先日12日まで開催されていた臨書展は無事に閉幕しました。

コロナ禍の最中ではありましたが、総出品数は勢い衰えることなく3,557点に届き、11/20の授賞式でもほとんどの受賞者が出席され、式典は盛況となりました。

臨書展2021授賞式
臨書展2021_2

 

受賞された皆様、おめでとうございます。

佐久全国臨書展は、書の古典に思いを巡らせ、そこから現代の書を見つめ直そうという思いから生まれました。今この時代に臨書作品専門の展覧会が存在するのは非常に意義深いと感じます。

この展覧会の特色は何と言っても、会派や書道歴にとらわれない作品主義の純粋さですが、そんな中で今回最高の賞「天来賞」「小琴賞」を受賞された方々にコメントをお寄せ頂きました。

 

※現時点で頂いている方のみ掲載致します。後日追記される場合もあります。

※五十音順にて掲載。また敬称は「さん」で統一させて頂きました。

 


▶小田川 澄風さん「天来賞」

原帖名:『地黄湯帖 王献之』

小田川澄風さん

――受賞なさったご感想をお聞かせ下さい。

(小田川) 自分以上に、会の先生はじめ仲間の皆さんが喜んで下さり、それがうれしかった。

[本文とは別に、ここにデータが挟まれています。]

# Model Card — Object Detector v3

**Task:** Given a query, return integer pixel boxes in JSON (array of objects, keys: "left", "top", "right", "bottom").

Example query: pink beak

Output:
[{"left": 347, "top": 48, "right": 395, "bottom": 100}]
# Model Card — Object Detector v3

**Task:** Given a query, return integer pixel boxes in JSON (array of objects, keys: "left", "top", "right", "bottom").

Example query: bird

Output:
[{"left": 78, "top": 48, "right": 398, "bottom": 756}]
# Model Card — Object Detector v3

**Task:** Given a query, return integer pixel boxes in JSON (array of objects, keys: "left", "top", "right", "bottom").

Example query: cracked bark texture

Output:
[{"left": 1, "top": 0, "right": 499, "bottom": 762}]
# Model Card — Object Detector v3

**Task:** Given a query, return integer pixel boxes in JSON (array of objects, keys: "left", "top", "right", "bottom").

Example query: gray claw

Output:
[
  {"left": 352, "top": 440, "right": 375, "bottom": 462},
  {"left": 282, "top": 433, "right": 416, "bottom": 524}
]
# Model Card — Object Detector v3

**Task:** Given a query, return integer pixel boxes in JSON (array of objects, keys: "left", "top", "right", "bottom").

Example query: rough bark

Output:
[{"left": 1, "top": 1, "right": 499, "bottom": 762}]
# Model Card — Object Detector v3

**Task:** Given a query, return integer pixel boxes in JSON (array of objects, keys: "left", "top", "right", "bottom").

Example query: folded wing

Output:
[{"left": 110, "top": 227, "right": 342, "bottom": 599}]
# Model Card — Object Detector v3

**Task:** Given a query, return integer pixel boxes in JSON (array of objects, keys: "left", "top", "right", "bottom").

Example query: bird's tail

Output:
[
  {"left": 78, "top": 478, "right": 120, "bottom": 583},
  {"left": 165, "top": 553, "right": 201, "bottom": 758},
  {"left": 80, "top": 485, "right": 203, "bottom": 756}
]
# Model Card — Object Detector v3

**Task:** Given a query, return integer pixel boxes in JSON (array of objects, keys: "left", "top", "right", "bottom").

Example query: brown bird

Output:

ーー書道経験はどのくらいですか? またどのような環境で学んで来られましたか?

(小田川)27年間。うち10年は団体、5〜6年は独学(書道誌)、11年は現在の書道会。主として臨書。

ーー今回より前に『佐久全国臨書展』に出品されたことはありますか?

(小田川)初回から出品しています。

ーー好きな作品や作家を教えて頂けますか? 現代のものでも古典でも構いません。

(小田川)小野道風。傅山。懐素。聖武天皇(大聖武)。

ーー今作の課題(地黄湯帖)を選択された理由をお聞かせ下さい。

(小田川)無理なく筆が運べる。呼吸がわかりやすい。

ーー今作を仕上げるにあたっての思いや、大変だった点などお聞かせ下さい。

(小田川)紙が墨を吸うので、薄めた墨で弱い線を出さないように書きました。

ーー臨書について思うことはありますか?

(小田川)いろんな作品を臨書するなかで思いがけない形や変化に出会い、自身の作品作りにいかしています。

ーー書への思いや今後の目標など自由にお聞かせ下さい。

(小田川)漢字かな交じりの誰にも読める書に興味があります。書いてみるとむずかしく、納得には程遠い現状です。

 


▶徳永 芳園さん「天来賞」

原帖名:『木簡』

徳永芳園さん

――受賞なさったご感想をお聞かせ下さい。

(徳永) まさか受賞出来るとは思っていませんでしたので、本当にびっくりしました。光栄なことで、大変うれしく思います。ご指導いただいた師匠、また選んで下さった先生方に感謝しています。

ーー書道経験はどのくらいですか? またどのような環境で学んで来られましたか?

(徳永)二十数年になります。静鐘会(主催者:細野静耀先生〔松本市〕)で学んでいます。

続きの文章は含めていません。